Comment "twice the perf" misses the point (Score 1) 405

> twice the performance

This comparison misses the point about SSDs. Yes, SSDs may have somewhat better bandwidth, and may improve startup times slightly, but that is not their advantage. They have awesomely better seek times, which makes some operations hundreds of times faster. Putting Visual Studio's .sdf files on an SSD avoids lots of VS 2010 hangs.

This blog post I wrote discusses the random I/Os to the Windows Live Photo Gallery SQL database at startup. On my photo collection I see 5,000 random disk I/Os, which are painful on a laptop HDD but would be a non-issue on an SSD:

http://randomascii.wordpress.com/2012/08/19/fixing-another-photo-gallery-performance-bug/

In situations like this an SSD is probably a *hundred* times faster than an HDD. Database accesses seem to be a common scenario where an SSD is worth its weight in gold.

In short, if an SSD is only twice as fast then it's not worthwhile. If it's ten to a hundred times faster, then hell ya.
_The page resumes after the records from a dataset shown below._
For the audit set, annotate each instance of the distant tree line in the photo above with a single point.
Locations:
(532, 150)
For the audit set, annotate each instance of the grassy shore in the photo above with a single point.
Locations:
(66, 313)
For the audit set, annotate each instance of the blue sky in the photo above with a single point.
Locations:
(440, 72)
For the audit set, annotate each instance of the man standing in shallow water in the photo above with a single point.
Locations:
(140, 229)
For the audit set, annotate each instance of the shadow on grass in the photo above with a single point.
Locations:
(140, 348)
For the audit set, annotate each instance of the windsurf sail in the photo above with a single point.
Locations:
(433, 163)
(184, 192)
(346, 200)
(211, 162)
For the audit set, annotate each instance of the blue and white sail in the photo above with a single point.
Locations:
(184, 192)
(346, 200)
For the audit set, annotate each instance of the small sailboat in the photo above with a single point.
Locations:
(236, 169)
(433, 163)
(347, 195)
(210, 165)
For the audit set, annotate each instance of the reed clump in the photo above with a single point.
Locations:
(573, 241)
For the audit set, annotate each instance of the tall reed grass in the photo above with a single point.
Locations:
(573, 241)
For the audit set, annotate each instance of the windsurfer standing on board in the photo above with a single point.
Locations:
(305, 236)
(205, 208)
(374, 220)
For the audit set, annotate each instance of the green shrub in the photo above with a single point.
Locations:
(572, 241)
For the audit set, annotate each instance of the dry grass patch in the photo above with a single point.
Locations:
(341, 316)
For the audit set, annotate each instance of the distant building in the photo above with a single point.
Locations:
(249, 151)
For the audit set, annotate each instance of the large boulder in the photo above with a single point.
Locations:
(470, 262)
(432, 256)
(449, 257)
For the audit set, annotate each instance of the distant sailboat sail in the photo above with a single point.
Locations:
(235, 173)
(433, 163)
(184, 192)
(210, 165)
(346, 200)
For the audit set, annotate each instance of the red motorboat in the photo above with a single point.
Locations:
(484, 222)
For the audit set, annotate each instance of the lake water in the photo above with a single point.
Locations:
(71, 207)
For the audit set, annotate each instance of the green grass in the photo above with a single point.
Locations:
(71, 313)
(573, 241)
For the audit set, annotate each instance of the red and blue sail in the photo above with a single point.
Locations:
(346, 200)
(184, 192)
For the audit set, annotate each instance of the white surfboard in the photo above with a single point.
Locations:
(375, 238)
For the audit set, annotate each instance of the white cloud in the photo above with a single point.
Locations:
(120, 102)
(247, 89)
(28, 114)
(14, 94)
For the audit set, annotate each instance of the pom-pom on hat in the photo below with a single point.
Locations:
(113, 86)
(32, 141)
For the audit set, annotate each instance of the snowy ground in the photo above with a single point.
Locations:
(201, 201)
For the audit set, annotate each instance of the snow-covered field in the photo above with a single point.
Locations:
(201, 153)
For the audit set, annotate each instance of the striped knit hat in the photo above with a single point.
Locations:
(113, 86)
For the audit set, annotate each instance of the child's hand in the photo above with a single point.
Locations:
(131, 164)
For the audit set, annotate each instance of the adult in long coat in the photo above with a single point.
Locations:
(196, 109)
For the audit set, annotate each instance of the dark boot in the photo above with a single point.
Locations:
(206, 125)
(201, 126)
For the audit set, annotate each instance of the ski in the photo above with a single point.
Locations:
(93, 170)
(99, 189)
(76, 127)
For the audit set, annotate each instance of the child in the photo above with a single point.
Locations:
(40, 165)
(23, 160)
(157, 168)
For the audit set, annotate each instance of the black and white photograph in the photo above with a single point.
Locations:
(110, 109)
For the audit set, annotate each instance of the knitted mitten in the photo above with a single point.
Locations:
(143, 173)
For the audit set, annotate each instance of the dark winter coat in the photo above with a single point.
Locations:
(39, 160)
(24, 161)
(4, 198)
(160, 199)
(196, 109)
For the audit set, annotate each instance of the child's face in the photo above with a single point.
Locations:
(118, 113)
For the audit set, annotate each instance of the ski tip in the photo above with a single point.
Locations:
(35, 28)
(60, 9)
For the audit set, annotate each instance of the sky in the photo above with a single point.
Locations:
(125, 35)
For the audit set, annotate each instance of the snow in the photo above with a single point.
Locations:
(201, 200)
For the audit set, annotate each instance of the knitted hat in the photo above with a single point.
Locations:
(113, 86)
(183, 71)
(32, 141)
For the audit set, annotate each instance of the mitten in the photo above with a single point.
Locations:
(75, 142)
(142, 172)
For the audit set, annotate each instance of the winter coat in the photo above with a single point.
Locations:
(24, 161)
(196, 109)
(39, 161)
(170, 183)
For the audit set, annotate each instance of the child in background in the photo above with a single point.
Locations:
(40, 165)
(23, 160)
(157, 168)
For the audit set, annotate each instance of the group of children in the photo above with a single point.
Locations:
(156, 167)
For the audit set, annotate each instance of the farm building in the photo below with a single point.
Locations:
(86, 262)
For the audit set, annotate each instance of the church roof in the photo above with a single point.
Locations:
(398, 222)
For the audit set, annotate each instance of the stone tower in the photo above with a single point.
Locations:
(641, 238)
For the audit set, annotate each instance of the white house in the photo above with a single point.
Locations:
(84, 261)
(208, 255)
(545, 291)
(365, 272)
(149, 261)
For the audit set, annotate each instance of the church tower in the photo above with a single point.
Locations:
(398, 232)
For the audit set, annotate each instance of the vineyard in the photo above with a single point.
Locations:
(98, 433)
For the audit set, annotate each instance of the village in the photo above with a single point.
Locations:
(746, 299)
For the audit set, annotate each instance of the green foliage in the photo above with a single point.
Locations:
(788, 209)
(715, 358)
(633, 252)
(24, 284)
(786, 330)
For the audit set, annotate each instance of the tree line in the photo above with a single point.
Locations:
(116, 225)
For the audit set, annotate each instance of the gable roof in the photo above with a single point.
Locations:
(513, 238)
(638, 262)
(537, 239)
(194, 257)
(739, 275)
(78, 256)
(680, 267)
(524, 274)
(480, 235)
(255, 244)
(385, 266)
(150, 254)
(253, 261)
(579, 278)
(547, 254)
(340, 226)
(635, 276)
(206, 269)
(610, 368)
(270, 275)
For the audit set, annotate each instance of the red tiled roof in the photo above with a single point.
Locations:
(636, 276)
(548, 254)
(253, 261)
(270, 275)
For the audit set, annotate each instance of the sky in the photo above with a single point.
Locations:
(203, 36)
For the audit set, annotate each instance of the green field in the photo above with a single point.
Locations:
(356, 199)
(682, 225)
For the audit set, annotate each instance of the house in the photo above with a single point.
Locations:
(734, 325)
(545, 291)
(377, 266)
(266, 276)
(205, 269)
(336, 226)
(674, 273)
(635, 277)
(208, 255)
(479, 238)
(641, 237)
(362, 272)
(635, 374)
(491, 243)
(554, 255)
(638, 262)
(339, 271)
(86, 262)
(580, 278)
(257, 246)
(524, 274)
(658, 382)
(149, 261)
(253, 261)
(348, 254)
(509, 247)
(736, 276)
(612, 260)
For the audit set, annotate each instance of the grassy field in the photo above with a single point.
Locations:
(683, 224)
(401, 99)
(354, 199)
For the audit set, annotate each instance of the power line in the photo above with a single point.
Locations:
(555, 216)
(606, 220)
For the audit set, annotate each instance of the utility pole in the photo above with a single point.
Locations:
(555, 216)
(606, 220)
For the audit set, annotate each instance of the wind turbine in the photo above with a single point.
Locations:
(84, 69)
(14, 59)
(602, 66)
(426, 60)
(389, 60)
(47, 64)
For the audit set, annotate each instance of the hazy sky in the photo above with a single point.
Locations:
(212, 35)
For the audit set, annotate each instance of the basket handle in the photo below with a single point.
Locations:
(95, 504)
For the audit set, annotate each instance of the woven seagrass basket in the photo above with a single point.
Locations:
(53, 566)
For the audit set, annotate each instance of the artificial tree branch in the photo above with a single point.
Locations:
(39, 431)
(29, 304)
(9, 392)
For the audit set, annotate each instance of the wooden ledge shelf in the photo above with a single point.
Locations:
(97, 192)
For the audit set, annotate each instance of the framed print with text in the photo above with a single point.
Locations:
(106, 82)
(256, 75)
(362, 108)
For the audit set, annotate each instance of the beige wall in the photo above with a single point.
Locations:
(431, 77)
Comment Re:Not likely (Score 1) 3

Yep. It's actually a trivial problem to avoid in this case. You just need to locate the transformer downstream of the switch instead of upstream. That's it. That's all it takes to go to perfect efficiency (when turned off). This implementation is equivalent to manually unplugging the light when it isn't in use, putting it on a switched socket, etc. However the consumer shouldn't have to do these hacks -- the lamp should turn off fully. It's easy. Whether it's likely depends on whether we demand it.